Seven years later, weightlifting is still a constant. I go three to five sessions in a week, hitting the gym before work or during my lunch hours. If I drop off from the routine and wake up in the middle of the night from anxious thoughts, a quick hour-long date with free weights usually gets me feeling great again.
I even branched out to other types of exercises. My newfound confidence in doing physical activity made me say yes to friends inviting me to their own personal favourites: soul-cycle classes, barre, and even running! Hong Kong Disneyland hosted a 5K race earlier in the year, and my colleagues were keen. A combination of running alongside Disney characters and the gentle coaching nestled in the Nike Run Club app (which said that “all bodies are runner bodies”) made for an awesome morning. I would totally do it again… for more Disney characters.

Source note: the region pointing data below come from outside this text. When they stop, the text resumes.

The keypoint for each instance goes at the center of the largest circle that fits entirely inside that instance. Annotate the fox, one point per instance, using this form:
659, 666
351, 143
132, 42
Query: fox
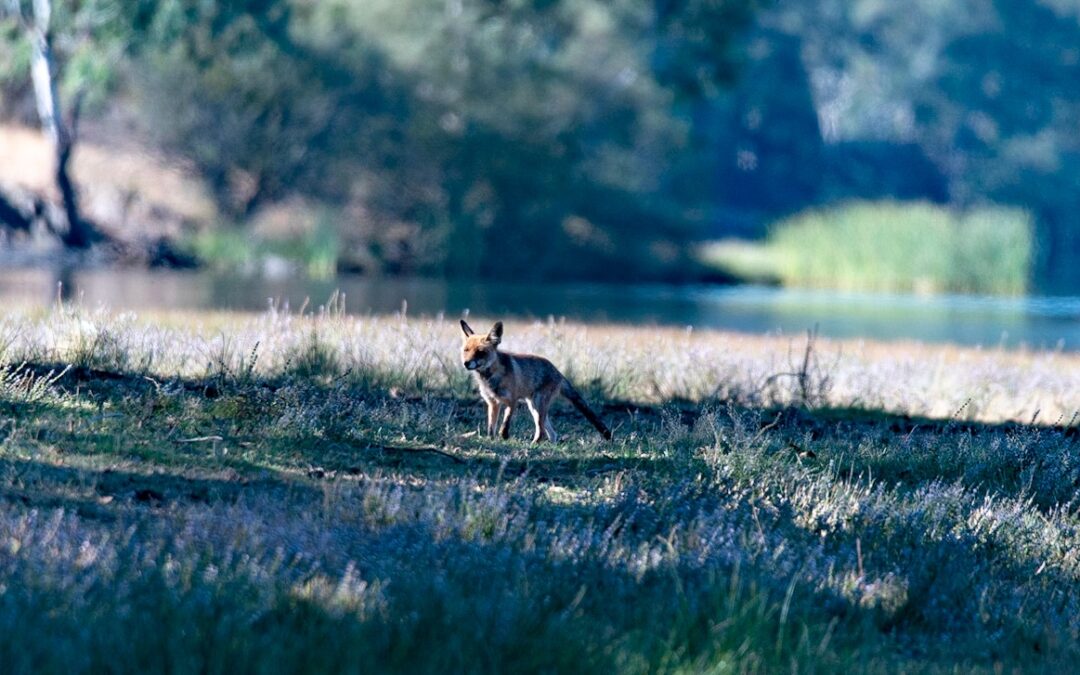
504, 379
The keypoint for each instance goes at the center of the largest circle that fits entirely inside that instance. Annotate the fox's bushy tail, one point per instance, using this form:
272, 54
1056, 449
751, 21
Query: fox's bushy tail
572, 395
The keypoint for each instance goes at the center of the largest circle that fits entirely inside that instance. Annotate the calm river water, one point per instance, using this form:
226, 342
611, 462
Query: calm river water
1035, 322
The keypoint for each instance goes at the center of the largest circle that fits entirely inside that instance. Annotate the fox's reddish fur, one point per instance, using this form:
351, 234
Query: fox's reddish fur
504, 379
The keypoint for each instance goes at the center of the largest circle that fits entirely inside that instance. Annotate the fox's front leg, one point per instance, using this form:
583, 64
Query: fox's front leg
493, 416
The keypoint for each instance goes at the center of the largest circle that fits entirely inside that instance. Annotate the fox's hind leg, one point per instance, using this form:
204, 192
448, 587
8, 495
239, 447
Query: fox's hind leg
493, 416
536, 404
550, 430
504, 428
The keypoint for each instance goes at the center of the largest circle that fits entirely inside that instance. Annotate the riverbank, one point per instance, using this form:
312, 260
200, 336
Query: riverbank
194, 491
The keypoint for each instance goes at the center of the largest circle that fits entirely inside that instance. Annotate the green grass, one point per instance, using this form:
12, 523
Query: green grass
314, 252
890, 246
279, 494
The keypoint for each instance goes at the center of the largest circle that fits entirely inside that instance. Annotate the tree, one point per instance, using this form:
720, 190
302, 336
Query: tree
37, 22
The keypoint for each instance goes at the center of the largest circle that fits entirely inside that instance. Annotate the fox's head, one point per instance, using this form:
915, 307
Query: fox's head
478, 351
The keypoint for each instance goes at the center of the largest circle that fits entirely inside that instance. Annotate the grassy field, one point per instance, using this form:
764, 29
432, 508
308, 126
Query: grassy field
282, 493
890, 246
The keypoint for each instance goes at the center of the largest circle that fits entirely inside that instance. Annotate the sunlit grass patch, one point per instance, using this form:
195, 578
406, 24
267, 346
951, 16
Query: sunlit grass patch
308, 491
890, 246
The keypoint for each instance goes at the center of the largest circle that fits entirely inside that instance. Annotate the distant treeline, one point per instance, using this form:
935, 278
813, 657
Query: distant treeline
580, 138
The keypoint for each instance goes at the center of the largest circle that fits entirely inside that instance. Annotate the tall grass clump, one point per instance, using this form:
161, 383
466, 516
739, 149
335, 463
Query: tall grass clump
905, 246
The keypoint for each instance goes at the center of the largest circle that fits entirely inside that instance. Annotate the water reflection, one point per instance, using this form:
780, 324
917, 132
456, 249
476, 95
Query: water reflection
1043, 322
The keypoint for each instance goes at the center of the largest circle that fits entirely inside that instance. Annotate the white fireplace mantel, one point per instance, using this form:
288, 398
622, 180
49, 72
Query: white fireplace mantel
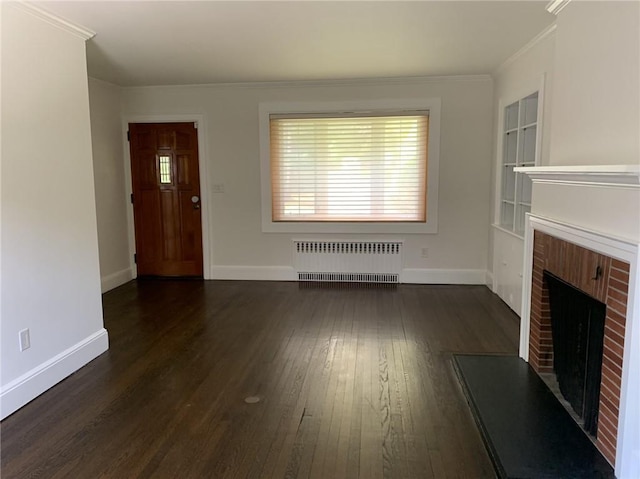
596, 207
601, 174
627, 464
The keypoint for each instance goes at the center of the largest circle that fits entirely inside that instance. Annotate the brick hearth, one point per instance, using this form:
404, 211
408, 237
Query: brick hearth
577, 265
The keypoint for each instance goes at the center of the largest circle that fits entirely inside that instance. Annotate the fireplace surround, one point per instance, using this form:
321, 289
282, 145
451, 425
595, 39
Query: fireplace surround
584, 228
579, 267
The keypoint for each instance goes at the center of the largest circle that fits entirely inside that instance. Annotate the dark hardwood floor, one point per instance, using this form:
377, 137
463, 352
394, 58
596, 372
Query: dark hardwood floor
354, 381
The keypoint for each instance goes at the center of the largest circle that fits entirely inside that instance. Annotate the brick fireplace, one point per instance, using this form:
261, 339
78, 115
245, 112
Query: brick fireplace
603, 278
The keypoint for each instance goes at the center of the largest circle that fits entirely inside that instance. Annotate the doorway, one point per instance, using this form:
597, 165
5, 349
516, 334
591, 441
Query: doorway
166, 199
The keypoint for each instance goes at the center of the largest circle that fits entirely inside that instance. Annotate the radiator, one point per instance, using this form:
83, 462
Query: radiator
348, 261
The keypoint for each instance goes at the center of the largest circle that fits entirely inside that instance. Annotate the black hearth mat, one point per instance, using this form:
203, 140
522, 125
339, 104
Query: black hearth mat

Exercising is now essential to my homeostasis state, helping regulate my emotions as well as other bodily functions. When I receive a passive-aggressive email from an interviewee, I sit (or rather, squat) with the contents before hitting reply. I think clearer, too, able to write faster without grabbing a second cup of coffee. I credit that to the restful sleep I have post-workouts. Exercising is so much more than a calorie-burning activity.
Had I stuck to thinking that exercising involved treadmills and hitting balls with rackets, I may not have gotten into working out. A lot of my friends still dislike weightlifting, but they absolutely love crossfit, hiking, or pilates.
You likely have your own gateway exercise that’s waiting to be unearthed. Your personality is a good place to start. Love competition and meeting people? Maybe a sports team is for you. Love going the distance and being alone with your thoughts? Trail running might be a good idea.
Give it a go, but don’t just try once. I bet the benefits will linger well beyond the two-week mark.